Methodology · A field manual

How Strata Mundo works

Transparent by design. Every choice — sources, vocabulary, the analysis rules, the plan logic — is explained here.

The three questions Strata Mundo answers

I
Question I
Where is the learner in their math journey, really?
A telemetry-based assessment that reads the trajectory — drags, removals, commits, resets, timing — and produces a categorical mastery map per CCSS standard. Four states (Mastered / Working on / Needs attention / Not yet probed) with named misconceptions and traceable evidence.
II
Question II
What should they work on next, exactly?
A mastery atlas grounded in the published Common Core Coherence Map and the Illustrative Mathematics curriculum sections.
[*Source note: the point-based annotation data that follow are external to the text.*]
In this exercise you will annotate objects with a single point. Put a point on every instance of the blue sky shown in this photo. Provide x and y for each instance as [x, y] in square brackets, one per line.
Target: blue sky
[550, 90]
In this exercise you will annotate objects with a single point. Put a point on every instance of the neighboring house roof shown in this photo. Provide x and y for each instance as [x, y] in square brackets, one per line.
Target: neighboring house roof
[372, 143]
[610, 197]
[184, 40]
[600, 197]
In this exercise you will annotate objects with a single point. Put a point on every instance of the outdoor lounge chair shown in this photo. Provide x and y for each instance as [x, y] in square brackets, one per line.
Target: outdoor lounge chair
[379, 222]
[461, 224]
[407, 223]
Concept dependencies are visible. The Plan Architect skips what is mastered and starts at the first section with any flagged standard.
III
Question III
What different effective tools are out there to truly master that skill?
A tailored plan from a curated, multimodal library. Concrete → representational → abstract sequencing. On-screen + off-screen + hands-on activities per concept. The plan is a living document — it shifts as the learner’s mastery evolves.

Authoritative sources

Strata Mundo doesn't invent terminology, groupings, or sequencing. Every level of the hierarchy comes from a published, authoritative source.

Progression
Cross-grade developmental arc through one mathematical domain (e.g., Fractions, K-5).
Source: Progressions for the Common Core State Standards in Mathematics
Bill McCallum, Hung-Hsi Wu, Phil Daro et al. (University of Arizona, Institute for Mathematics and Education)
https://ime.math.arizona.edu/progressions
Section
In-grade grouping of lessons within a Unit. Each Section contains several lessons targeting specific Standards.
Source: Illustrative Mathematics K-5 Curriculum
Illustrative Mathematics, distributed by Kendall Hunt. CC BY 4.0 license.
https://im.kendallhunt.com/k5
Standard
Individual learning target. Each standard has a CCSS-M code (e.g., 4.NF.A.1).
Source: Common Core State Standards for Mathematics
National Governors Association + Council of Chief State School Officers
https://www.corestandards.org/Math/
Coherence Map
Cross-grade prerequisite arrows showing which standards depend on which others. Used for differential diagnosis (within-concept vs. prerequisite gap).
Source: The Coherence Map
Student Achievement Partners, based on Jason Zimba's Wiring Diagram
https://tools.achievethecore.org/coherence-map/

The hierarchy: Progression → Section → Standard. Each level uses its source's actual published terminology.

Glossary

Mastery map — the structured output of analysis. Every standard gets one of four states.
Mastered (green, emerald-600) — reliably understood with clear reasoning across multiple problems. Meets analysis rule R10.
Working on (amber, amber-700 for text) — partial understanding. Some right, some wrong, OR right only after multiple attempts without clear reasoning.
Needs attention (red-600) — a specific named misconception detected with evidence in the telemetry.
Not yet probed (stone-400) — this standard hasn't been touched in any completed assessment yet. Neither known nor unknown.
Telemetry — every interaction during an assessment recorded as a timestamped event: placement, removal, commit_attempt, reset.
Focused probe — a narrow re-assessment of one standard (4–6 problems, ~10 min). Run after the recommended activities to verify a misconception has resolved.
Plan Architect — Anthropic Managed Agent that reads a mastery map and writes a tailored plan with 2–3 activities per priority gap.
Smart-skip — when generating a plan, the Plan Architect skips Sections that are already mastered and starts at the first Section with any flagged standard.

How the assessment works

~10 minutes, ~9 problems. Drag-and-build mechanic: the learner drags unit fraction pieces (1/2, 1/3, 1/4, 1/6, 1/8) onto a target bar to construct the requested fraction.
Some problems force equivalence reasoning by restricting the palette (e.g., "build 2/3 using only sixths").
No typed answers. No multiple choice. The mechanic asks the learner to show, not tell.
Every interaction is recorded as process telemetry — drags, removals, commits, resets, timing.
v1 covers 11 standards across grades 2–4 (the part of the K-5 Fractions Progression we currently probe, plus 2 prerequisite Geometry standards on partitioning).

How analysis works

A single Claude Opus 4.7 call reads the telemetry and produces the mastery map. Analysis follows ten reasoning rules (R1–R10) that prioritize process over outcome.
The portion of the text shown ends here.